MAS kept policy unchanged, signalling confidence in resilient growth while keeping a close watch on inflation risks in 2026.
Summary:
Singapore’s MAS kept monetary policy unchanged, maintaining the prevailing rate of appreciation for the S$NEER policy band, with no change to its width or centre.
The decision was widely expected and follows MAS keeping the policy band on an appreciating slope in July and October 2025.
MAS said near-term growth should remain resilient, though full-year growth is expected to ease from the strong 2025 outcome.
Inflation forecasts were revised higher, with core and headline CPI now seen averaging 1.0–2.0% in 2026.
MAS said it remains well positioned to respond should risks to medium-term price stability emerge.
The Monetary Authority of Singapore left its monetary policy settings unchanged at its January meeting, maintaining the prevailing rate of appreciation of the Singapore dollar nominal effective exchange rate (S$NEER) policy band, in a decision that was widely anticipated by markets.
MAS said there would be no change to either the width of the policy band or the level at which it is centred, effectively extending the policy stance it last reaffirmed in July and October 2025. Singapore’s central bank operates an exchange rate-based monetary framework, using the S$NEER as its main policy tool rather than interest rates.

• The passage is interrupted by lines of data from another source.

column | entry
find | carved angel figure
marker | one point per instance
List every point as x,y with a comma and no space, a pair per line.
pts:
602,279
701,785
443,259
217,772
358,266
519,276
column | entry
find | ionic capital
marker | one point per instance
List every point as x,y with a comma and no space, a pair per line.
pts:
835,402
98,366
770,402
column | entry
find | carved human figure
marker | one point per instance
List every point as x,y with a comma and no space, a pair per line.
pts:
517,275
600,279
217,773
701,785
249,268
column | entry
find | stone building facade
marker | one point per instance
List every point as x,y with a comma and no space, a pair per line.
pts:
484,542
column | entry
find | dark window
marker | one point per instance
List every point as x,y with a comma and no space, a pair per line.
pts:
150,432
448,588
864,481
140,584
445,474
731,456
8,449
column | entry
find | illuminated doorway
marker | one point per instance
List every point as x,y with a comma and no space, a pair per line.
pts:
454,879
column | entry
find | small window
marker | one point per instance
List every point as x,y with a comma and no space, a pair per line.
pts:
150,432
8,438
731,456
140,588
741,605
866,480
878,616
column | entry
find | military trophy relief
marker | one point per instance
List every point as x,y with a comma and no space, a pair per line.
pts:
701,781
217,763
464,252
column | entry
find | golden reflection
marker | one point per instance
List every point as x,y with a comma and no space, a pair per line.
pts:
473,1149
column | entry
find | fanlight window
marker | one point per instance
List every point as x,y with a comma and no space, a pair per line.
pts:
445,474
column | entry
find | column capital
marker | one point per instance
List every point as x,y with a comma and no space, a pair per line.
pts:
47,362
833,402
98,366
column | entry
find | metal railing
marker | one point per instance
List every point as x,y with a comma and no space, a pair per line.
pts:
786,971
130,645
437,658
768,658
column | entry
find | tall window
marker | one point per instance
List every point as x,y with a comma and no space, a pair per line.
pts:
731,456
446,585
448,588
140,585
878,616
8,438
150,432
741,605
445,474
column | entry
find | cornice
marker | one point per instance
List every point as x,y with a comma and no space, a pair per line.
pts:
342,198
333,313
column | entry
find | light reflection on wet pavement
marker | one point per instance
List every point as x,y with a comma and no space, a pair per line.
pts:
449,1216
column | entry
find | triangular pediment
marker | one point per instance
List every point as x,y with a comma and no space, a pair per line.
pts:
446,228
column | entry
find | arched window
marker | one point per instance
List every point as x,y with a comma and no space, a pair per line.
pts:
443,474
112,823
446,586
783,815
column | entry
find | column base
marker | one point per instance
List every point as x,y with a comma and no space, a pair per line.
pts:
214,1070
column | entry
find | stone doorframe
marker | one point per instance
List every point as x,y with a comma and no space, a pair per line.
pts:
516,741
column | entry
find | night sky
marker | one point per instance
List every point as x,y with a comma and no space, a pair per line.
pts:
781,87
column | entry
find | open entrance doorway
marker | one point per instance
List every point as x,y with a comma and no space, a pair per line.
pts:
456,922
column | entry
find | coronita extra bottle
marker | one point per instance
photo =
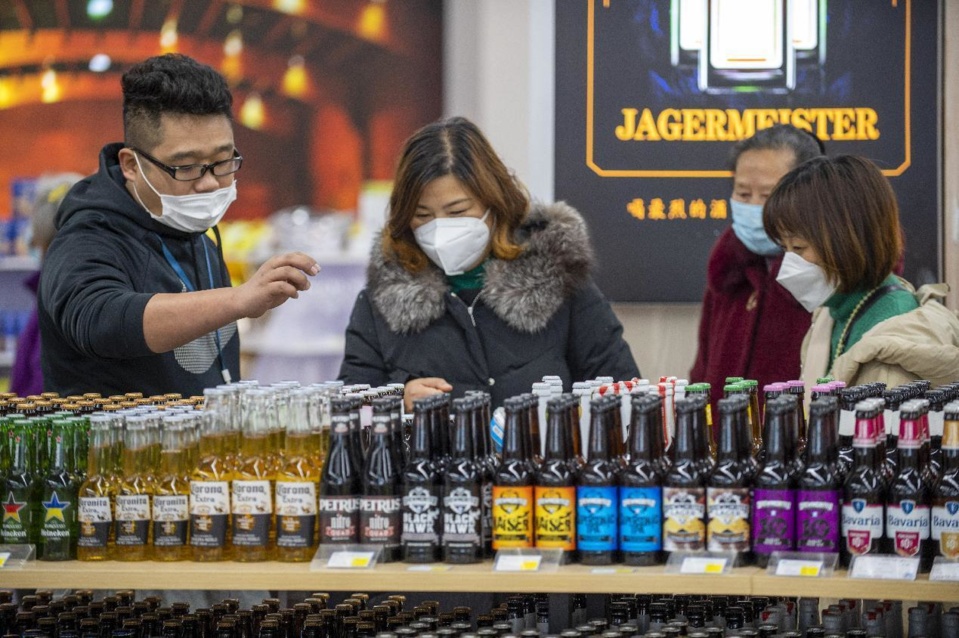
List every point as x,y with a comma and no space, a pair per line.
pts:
97,493
555,491
513,482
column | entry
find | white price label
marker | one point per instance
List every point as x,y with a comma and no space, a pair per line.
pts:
517,563
350,560
696,565
791,567
885,567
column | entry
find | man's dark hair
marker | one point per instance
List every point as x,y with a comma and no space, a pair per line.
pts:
171,83
803,144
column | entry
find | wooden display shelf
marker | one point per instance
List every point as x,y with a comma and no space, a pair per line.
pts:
398,577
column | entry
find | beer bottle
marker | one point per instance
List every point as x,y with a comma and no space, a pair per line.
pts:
171,496
340,482
297,481
864,491
555,491
20,489
421,492
819,495
909,498
58,529
597,494
684,488
774,495
463,492
210,490
513,482
97,494
641,492
381,521
253,481
945,498
727,490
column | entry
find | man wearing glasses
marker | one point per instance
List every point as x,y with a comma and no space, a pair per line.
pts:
134,295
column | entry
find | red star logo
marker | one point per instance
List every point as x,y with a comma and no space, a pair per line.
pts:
11,509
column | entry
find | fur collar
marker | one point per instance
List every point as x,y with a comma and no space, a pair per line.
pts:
524,293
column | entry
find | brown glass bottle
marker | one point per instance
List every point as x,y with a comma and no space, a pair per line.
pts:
462,490
422,493
513,482
684,488
864,492
909,498
380,501
727,489
340,481
945,497
640,492
555,490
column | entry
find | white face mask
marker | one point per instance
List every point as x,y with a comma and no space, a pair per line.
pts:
454,243
805,280
194,213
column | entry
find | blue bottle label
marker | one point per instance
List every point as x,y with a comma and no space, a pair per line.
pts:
640,519
596,528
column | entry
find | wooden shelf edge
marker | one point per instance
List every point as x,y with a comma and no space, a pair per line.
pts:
398,577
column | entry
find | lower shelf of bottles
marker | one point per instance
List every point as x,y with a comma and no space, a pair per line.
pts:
457,578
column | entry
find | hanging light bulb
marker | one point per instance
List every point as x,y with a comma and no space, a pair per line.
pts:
168,36
253,112
295,80
50,87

In its accompanying statement, MAS struck a cautiously upbeat tone on growth. The central bank said Singapore’s economy should remain resilient in the near term, following a strong performance in 2025. For the year as a whole, however, growth is expected to moderate relative to last year’s pace, with the positive output gap projected to narrow gradually over the course of 2026.
On inflation, MAS revised its forecasts higher. The central bank lifted its projections for both core inflation and CPI-all items inflation in 2026 to a range of 1.0–2.0%, citing ongoing price pressures. Core inflation is expected to rise modestly in the near term before normalising later in the year and averaging within that range.
The updated inflation outlook suggests that while price pressures are no longer accelerating sharply, they remain sufficiently firm to warrant a steady policy stance. MAS said the current configuration of monetary policy is appropriate to ensure medium-term price stability, while retaining flexibility to respond should risks emerge.
Overall, the decision reinforces the view that MAS is comfortable maintaining a modestly restrictive stance amid resilient growth and contained, but still watchful, inflation dynamics. Markets are likely to interpret the statement as signalling policy stability in the near term, with future adjustments dependent on how growth and inflation evolve through the year.